Estamos en medio de repugnantes celebraciones nacionales por la decisión de invertir en algunas de las máquinas de asesinato en masa más sofisticadas que el mundo jamás haya visto. A un costo enorme, “nuestros” submarinos nucleares podrán proyectar niveles incomprensibles de fuerza letal en todos los océanos y en todos los continentes de la Tierra, y especialmente en China. Y hay mucho más por venir, desde misiles de crucero Tomahawk hasta drones asesinos autónomos y guerra cibernética.

Entonces, para aquellos de nosotros que estamos consternados por la determinación del gobierno australiano de impulsar la espiral hacia la guerra, es el momento de analizar lo que se necesita para ganar. Como muchos de nosotros sabemos por experiencia, se necesita mucho para detener una guerra.

Los ejércitos de EE. UU. y Australia dejaron quizás 3 millones de muertos cuando abandonaron Vietnam en 1973, en su mayoría vietnamitas. Expulsar la maquinaria de guerra requirió una lucha heroica de una década por parte de un ejército campesino que luchaba por la liberación nacional. Hizo falta un movimiento masivo, radical y desafiante prolongado en las calles de EE.UU., Australia y otros países imperialistas. Se necesitó una enorme revuelta en las fuerzas armadas de EE. UU., con soldados que simplemente se negaron a luchar.

Comencé mi participación en el movimiento por la paz cuando era estudiante de secundaria a principios de la década de 1980. Todos sabían que estábamos a la sombra del poderoso movimiento que había ayudado a poner fin a la guerra de Vietnam. Mi primera protesta fue una de las colosales marchas por la paz del Domingo de Ramos. Estábamos protestando contra las bases militares estadounidenses, la escalada de la nueva guerra fría y el papel de Australia en la carrera armamentista nuclear, en particular por la extracción de uranio. Decenas de miles, a veces cientos de miles de manifestantes inundaron las calles cada año.

Mirando hacia atrás, muchos de nosotros, incluido yo mismo, éramos irremediablemente ingenuos. Pero acertamos en al menos una cosa: que la política de protesta puede tener un impacto. Éramos parte de un movimiento en el que, en su momento más fuerte, los trabajadores portuarios prohibieron el atraque de buques de guerra estadounidenses con “capacidad nuclear” en puertos australianos, los trabajadores metalúrgicos prohibieron cualquier trabajo relacionado con la construcción de minas de uranio y los trabajadores ferroviarios organizaron una huelga nacional para respaldar un shunter de Townsville que fue retirado después de negarse a trabajar con una carga de mineral de uranio.

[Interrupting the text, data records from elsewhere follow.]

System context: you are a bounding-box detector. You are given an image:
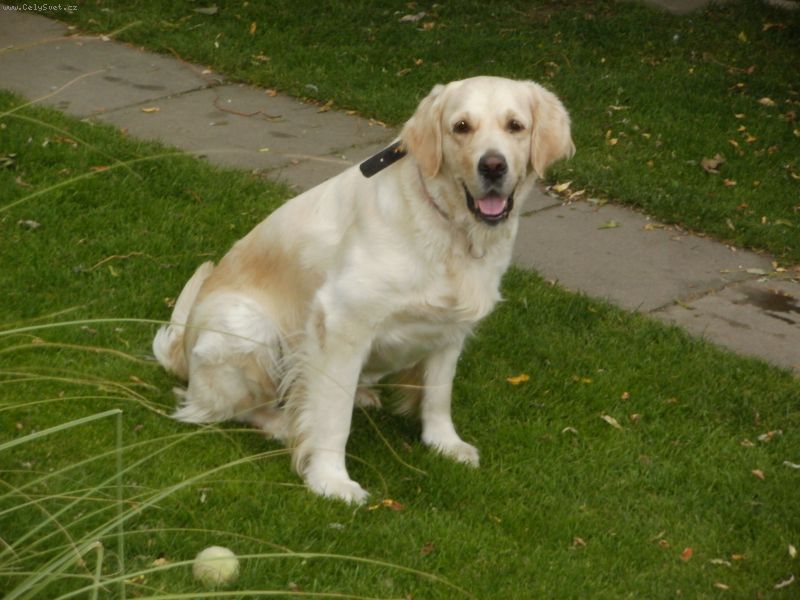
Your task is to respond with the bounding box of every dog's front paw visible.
[306,475,369,504]
[422,438,481,467]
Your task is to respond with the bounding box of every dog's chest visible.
[365,267,499,374]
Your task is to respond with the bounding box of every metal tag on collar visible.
[359,141,407,177]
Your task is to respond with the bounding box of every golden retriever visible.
[153,77,574,503]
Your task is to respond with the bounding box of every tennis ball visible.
[192,546,239,587]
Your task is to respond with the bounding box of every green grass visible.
[59,0,800,263]
[0,94,800,600]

Los laboristas fueron elegidos en 1983 con una plataforma para prohibir la extracción de uranio. Una vez en el gobierno, el partido se vendió, lo que permitió que el enorme proyecto Olympic Dam/Roxby Downs, una de las minas de uranio más grandes del mundo, se desarrollara en la tierra del pueblo Kokatha en el sur de Australia. Los laboristas nunca movieron un músculo para prohibir los barcos nucleares o cerrar bases estadounidenses como Pine Gap, crucial para la vigilancia y la guerra de Estados Unidos. “Yellowcake Bob” se convirtió en un popular desprecio del primer ministro laborista derechista Bob Hawke.

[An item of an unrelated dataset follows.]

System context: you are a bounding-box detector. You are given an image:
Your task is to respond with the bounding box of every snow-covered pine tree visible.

A pesar de la traición de los laboristas, el movimiento de esa época dejó un legado, sobre todo en el tema de la extracción de uranio.

Australia tiene casi un tercio de las reservas de uranio conocidas del mundo, pero suministra menos del 10 por ciento del mercado mundial de la materia prima. El desarrollo de la mina de uranio de Jabiluka fue bloqueado en la década de 1990 por una campaña liderada por el pueblo Mirrar en el Territorio del Norte, respaldada por protestas en su país y en las ciudades. En la década de 2010, la oposición decidida de los aborígenes, respaldada por sindicatos y una campaña activista, detuvo el desarrollo de un vertedero de desechos nucleares en la estación de Muckaty en el Territorio del Norte. Continúan las protestas en el sur de Australia, incluso contra un plan para verter desechos nucleares en la península de Eyre.

Las protestas contra la guerra y la carrera armamentista también han revivido periódicamente, incluida la tradición de la desobediencia civil: los manifestantes arriesgan sus cuerpos para interrumpir la maquinaria de guerra. En 1991, un pequeño grupo de activistas recorrió el país para organizar un bloqueo de una semana a la feria de armas AIDEX, celebrada en Canberra a fines de ese año. Más de mil protestaron, cientos fueron arrestados y AIDEX nunca más fue detenida. Tácticas similares en una escala más pequeña interrumpieron el jamboree de la industria de guerra de las Fuerzas Terrestres en Brisbane en los últimos años. Las protestas en la base militar estadounidense en Pine Gap fueron una característica de la década de 1980 y se revivieron en 2016.

Quizás las protestas más grandes en la historia de Australia, y quizás las más grandes en la historia de la humanidad, ya que se extendieron a 600 ciudades de todo el mundo, ocurrieron en 2003 cuando las fuerzas estadounidenses, británicas y australianas encabezaron la invasión de Irak. Tal vez 250.000 marcharon en Melbourne y decenas de miles en otras ciudades.

Pero se necesita mucho para detener una guerra. Un día de marchas, incluso de tamaño estupendo, nunca iba a ser suficiente.

Yo estaba trabajando en la construcción en este momento. Una reunión sindical en el sitio votó abrumadoramente a favor de cualquier trabajador que quisiera asistir a una protesta cuando comenzó la guerra. El sentimiento estaba allí para ser movilizado. Pero el declive de las fuerzas políticas de izquierda organizadas, especialmente en los sindicatos, limitó el poder de permanencia del movimiento de protesta en Estados Unidos y Australia.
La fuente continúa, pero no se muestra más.